The EFF deputy president reacts to the ongoing sharing of leaked emails and bank statements from the CR17 campaign.


Economic Freedom Fighters (EFF) deputy president Floyd Shivambu took to Twitter to express the view that “basically, delegates to the 54th conference were treated like a jukebox machine”.

Shivambu is referring to the conference at Nasrec in 2017 which resulted in President Cyril Ramaphosa becoming president of the ANC.

The EFF second-in-command was reacting to the ongoing sharing of leaked emails and bank statements from Ramaphosa’s succesful CR17 campaign.

The party’s secretary general, Godrich Gardee, meanwhile, accused publication The Daily Maverick of hiring “confirmed paid” journalists as “politicians-hired guns-soldiers of fortune-mercenaries discrediting” the EFF and propping up “those who opposed to expropriation of land without compensation, nationalization of mines and [SA Reserve Bank] and government worker insourcing”.

READ MORE: Mbalula and Kodwa got payments from CR17 campaign – report

This follows the naming of journalists paid by the CR17 campaign, one of which, Oliver Meth, confirmed that he was paid as a “media consultant on the campaign”, adding that he can’t say more due to having signed a non-disclosure agreement.

A Google search shows that Meth has written only two articles in The Daily Maverick.
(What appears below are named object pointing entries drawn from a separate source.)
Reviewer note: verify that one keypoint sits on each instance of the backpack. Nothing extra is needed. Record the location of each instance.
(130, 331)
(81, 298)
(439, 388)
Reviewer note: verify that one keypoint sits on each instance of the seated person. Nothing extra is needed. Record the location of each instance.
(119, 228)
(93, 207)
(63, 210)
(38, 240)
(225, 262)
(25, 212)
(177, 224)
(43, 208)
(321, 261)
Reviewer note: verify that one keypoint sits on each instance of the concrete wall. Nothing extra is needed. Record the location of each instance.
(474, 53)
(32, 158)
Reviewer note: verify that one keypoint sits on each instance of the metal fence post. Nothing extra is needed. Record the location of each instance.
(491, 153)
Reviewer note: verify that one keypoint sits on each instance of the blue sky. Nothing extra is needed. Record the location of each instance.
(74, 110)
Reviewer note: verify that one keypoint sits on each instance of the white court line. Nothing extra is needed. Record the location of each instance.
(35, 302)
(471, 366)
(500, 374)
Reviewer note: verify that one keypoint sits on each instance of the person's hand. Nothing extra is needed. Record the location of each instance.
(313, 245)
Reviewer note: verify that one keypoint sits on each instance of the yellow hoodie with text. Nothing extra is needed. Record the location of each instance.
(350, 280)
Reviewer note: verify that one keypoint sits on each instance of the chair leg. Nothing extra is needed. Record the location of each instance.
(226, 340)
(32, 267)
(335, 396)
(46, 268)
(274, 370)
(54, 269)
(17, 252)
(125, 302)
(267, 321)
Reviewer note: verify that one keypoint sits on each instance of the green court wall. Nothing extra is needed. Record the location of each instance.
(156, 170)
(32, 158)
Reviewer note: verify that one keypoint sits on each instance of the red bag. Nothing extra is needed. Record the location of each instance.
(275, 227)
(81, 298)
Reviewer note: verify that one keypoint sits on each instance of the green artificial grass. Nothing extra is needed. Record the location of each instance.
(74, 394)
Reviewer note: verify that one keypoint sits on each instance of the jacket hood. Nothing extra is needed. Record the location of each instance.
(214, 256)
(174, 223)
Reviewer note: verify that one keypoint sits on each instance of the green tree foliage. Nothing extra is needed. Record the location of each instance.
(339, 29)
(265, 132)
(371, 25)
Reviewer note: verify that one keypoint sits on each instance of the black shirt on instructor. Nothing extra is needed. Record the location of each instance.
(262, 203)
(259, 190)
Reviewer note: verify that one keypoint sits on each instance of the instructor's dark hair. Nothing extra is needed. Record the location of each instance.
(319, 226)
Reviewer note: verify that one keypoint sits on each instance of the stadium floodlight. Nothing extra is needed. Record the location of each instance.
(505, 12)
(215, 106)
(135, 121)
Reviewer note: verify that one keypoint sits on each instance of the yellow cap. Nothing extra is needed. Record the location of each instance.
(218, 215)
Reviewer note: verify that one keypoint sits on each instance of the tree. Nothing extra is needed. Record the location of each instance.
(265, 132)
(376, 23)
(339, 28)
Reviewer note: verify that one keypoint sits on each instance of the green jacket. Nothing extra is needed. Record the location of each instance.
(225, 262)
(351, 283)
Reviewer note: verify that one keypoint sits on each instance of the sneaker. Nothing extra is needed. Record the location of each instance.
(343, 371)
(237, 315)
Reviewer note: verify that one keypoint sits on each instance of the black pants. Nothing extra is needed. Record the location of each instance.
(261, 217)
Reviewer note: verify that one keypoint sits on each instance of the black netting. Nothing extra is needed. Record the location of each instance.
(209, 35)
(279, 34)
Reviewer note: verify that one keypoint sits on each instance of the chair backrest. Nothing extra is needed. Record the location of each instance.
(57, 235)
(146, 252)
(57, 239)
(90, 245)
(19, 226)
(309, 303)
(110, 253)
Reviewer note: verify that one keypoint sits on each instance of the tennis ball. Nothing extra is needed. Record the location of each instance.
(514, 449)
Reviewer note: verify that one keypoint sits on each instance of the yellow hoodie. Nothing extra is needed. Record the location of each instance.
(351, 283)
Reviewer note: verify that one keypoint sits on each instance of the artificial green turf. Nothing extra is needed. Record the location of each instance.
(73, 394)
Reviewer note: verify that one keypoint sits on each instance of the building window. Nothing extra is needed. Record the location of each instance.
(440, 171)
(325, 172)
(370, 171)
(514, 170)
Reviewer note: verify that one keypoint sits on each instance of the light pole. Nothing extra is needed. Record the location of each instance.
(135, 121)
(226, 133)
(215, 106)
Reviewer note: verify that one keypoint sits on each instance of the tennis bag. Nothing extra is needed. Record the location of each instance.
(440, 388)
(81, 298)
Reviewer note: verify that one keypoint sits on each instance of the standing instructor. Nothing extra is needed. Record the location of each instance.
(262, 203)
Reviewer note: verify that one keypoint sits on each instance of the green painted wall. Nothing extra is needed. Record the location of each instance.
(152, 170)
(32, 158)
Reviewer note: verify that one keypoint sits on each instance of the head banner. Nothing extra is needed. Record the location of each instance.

Ironically, one of which did not praise Ramaphosa but rather accused the president’s jobs summit of “locking out” South Africa’s youth.

A second article, written in collaboration with Busisiwe Seabe, is on the #FeesMustFall movement and the departure of Blade Nzimande as Minister of Higher Education.

His biography on the publication is transparent about the fact he was a “communications consultant” for the CR17 campaign.

Leaked emails from the CR17 campaign were first mentioned by News24 in a story which included names of potential donors, appeared to show the involvement of Public Enterprises Minister Pravin Gordhan in the campaign, and seemed to show that Ramaphosa’s claim that he was not involved in the running of the campaign or aware of its donors was at least partially untrue.

Then, in a Sunday Independent article titled “How the CR17 campaign funds were channelled”, it was reported that the publication had seen the campaign’s bank records, as well as emails and financial statements which identified the beneficiaries of the “R1 billion” campaign fund, who according to the story were “politicians, campaign managers, and strategists” who “earned millions for their roles in Ramaphosa’s” successful CR17 campaign for the ANC presidency.

READ MORE: Why Mkhwebane’s ‘rogue unit’ report is deeply flawed

The report alleged that some of Ramaphosa’s main funders were numerous wealthy businesspeople, including mining magnate Nicky Oppenheimer, who reportedly gave R10 million; Pick n Pay founder Raymond Ackerman, who gave R1 million; and eNCA founder, director and owner of Hosken Consolidated Investments Johnny Copelyn, who donated an alleged R2 million on behalf of the news channel. Former Absa CEO Maria Ramos was another alleged donor.

The article was co-written by a trio that included Piet Rampedi and Mzilikazi wa Afrika – two of the journalists behind now-discredited Sunday Times reports on the so-called Sars “rogue unit”. They both parted ways with the Sunday Times after these reports were retracted and apologised for when the media ombudsman found them to be “inaccurate, misleading, and unfair”.